# An energy state

Part 4 in the quest for the hydrogen molecule

In this part I would like to focus on the energy of a particle. A particle can have kinetic and potential energy. Suppose a particle is in a state $$|\psi\rangle$$ where it has energy $$E$$, then how does that state look like? Is there only one such state or are there many? What are the position or momentum properties of such a state?

We have already seen that the position and the momentum of a particle are one and the same property. Interestingly, the energy of a particle will typically depend on its position and momentum. So the goal is to find a state that describes the position and the momentum properties of the particle so that it has energy $$E$$.

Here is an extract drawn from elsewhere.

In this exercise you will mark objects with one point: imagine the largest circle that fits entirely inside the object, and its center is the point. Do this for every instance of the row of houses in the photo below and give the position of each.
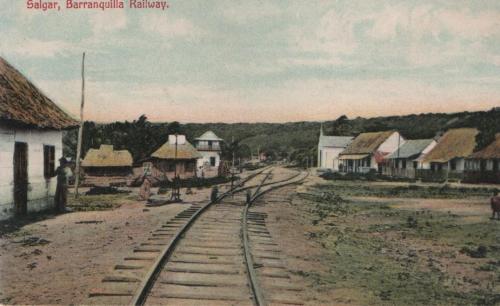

It turns out to be very useful to be able to write down in a formula the statement that “the value of property Q of state $$|\psi\rangle$$ is equal to q”. It is written like this:

$$\hat Q |\psi\rangle = q |\psi\rangle$$

We have put a little hat above the $$\hat Q$$ to denote that it measures the value of the property $$Q$$ of the state that is to the right of it, and we call $$\hat Q$$ an operator. Note that since this is quantum mechanics, not all properties of a state are necessarily well-defined. For example, the momentum property $$\hat p$$of a state $$|p\rangle$$ is well known:

$$\hat p |p\rangle = p |p\rangle,$$

but the position property $$\hat x$$ of that state:

$$\hat x |p\rangle = ???$$

is not really clear (at the moment).

Let’s get started with some actual physical results! To start things simple, we will take the simplest case of a free particle in one dimension. For a free particle, its energy is given by:

$$E=\frac{1}{2}mv^2 = \frac{p^2}{2m}.$$

As required, the energy of $$|\psi\rangle$$ must be $$E$$, we will put this down in an equation we will call the energy equation:

$$\hat E |\psi\rangle = E |\psi\rangle.$$

Now we just apply the procedure we have seen before: we know that $$|\psi\rangle$$ can be written as a superposition of position states$$|x\rangle$$ or of momentum states $$|p\rangle$$. Since the energy of the particle is related to its momentum, we choose the latter:

$$| \psi \rangle = \int_{-\infty}^{+\infty} \psi(p) |p \rangle dp,$$

So the question now becomes, what is the value of $$\psi(p)$$? We break down both the left and right side in the energy equation as a superposition of momentum states:

$$\hat E \int_{-\infty}^{+\infty} \psi(p) |p \rangle dp = E \int_{-\infty}^{+\infty} \psi(p) |p \rangle dp.$$

As stated before, we don’t know what $$\hat E$$ does with state $$|p \rangle$$, but no worries, we will replace it with the free-particle energy operator $$\frac{\hat p^2}{2m}$$ that measures its energy in terms of momentum!

$$\hat E \int_{-\infty}^{+\infty} \psi(p) |p \rangle dp =\\ \int_{-\infty}^{+\infty} \psi(p) \hat E |p \rangle dp =\\ \int_{-\infty}^{+\infty} \psi(p) \frac{\hat p^2}{2m} |p \rangle dp =\\ \int_{-\infty}^{+\infty} \psi(p) \frac{ p^2}{2m} |p \rangle dp.$$

Taking the last line and putting it back into the left side of the energy equation,

$$\int_{-\infty}^{+\infty} \frac{ p^2}{2m} \psi(p) |p \rangle dp= \int_{-\infty}^{+\infty} E \psi(p) |p \rangle dp,$$

we can conclude that, in order for the left and right sides to be equal, the integrand has to be equal for every value of $$p$$:

$$\frac{ p^2}{2m}\psi(p) = E \psi(p).$$

We find that $$\psi(p)$$ has to be $$0$$ whenever $$p^2 \neq 2mE$$. On the other hand, for $$p_-=-\sqrt{2mE}$$ and $$p_+=\sqrt{2mE}$$, $$\psi(p)$$ can take any value we like. Let’s call those values $$A$$ and $$B$$, so that we conclude that the states

$$|\psi\rangle=A|p_-\rangle+B|p_+\rangle$$

are the states with energy $$E$$. This may not seem too impressive to you, since what we find is basically what we expected: a state of a particle with momentum $$p_-=-\sqrt{2mE}$$, or a state of a particle with momentum $$p_+=\sqrt{2mE}$$, or any combination thereof, are the states with energy $$E$$. But we have done a proper quantum-mechanical derivation of this result, and that procedure will come in handy in the next installment.